Ainda assim, a nutricionista não minimizou os impactos dos alimentos ultraprocessados. Durante a palestra, ela apresentou dados robustos, como os do estudo "Exposição a alimentos ultraprocessados e resultados adversos para a saúde: revisão abrangente de meta-análises epidemiológicas" (em tradução livre), publicado no periódico científico British Medical Journal (BMJ) em 2024.
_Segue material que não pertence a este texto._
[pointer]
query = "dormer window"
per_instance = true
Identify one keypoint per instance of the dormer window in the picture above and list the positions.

Os resultados associam o consumo desses produtos ultraprocessados a mais de 30 desfechos negativos de saúde, incluindo mortalidade precoce, câncer e doenças crônicas. Ela também explorou os mecanismos fisiológicos envolvidos, como a disbiose intestinal causada por aditivos alimentares e os efeitos dos alimentos hiperpalatáveis sobre o cérebro.

Apesar disso, Sophie alertou para o risco de um discurso alarmista. Para ela, quando profissionais de saúde culpabilizam os pacientes pelo consumo de ultraprocessados, sem considerar o contexto emocional, social e neurobiológico dessas escolhas, acabam por gerar reações de medo que desregulam ainda mais o comportamento alimentar.

Além dos nutrientes: emoções na nutrição

"Estudos mostram que restringir a alimentação pode levar uma pessoa a comer demais. Assim, a resposta eficaz não está em abolir certos alimentos, mas em reduzir seu consumo de maneira consciente, sem culpa nem rigidez. As pessoas nunca são mais as mesmas após uma dieta restritiva, porque elas carregam o risco de ter mais quadros de compulsão." 

A palestra também abordou o uso de termos como "comida de verdade" e "fake food", que, segundo Sophie, criam barreiras morais e emocionais que dificultam a adesão a hábitos mais saudáveis.

Relação pacífica com a comida: o caminho para o bem-estar

Nesse universo, Sophie incentiva uma relação mais pacífica com a comida, em que a permissão de comer reduz a ansiedade e fortalece a nossa capacidade de escolha. 

Com essa abordagem, a nutricionista se afasta do modelo prescritivo tradicional e propõe uma visão integrativa da nutrição, que leva em conta não só os nutrientes, mas também o comportamento, as emoções e o contexto de vida.

Com Sophie, aprendemos que a alimentação saudável deve beneficiar tanto o corpo quanto a mente. A missão é promover equilíbrio e bem-estar sustentáveis ao longo da vida.

*A jornalista acompanhou a programação do Brain Congress a convite da organização do evento.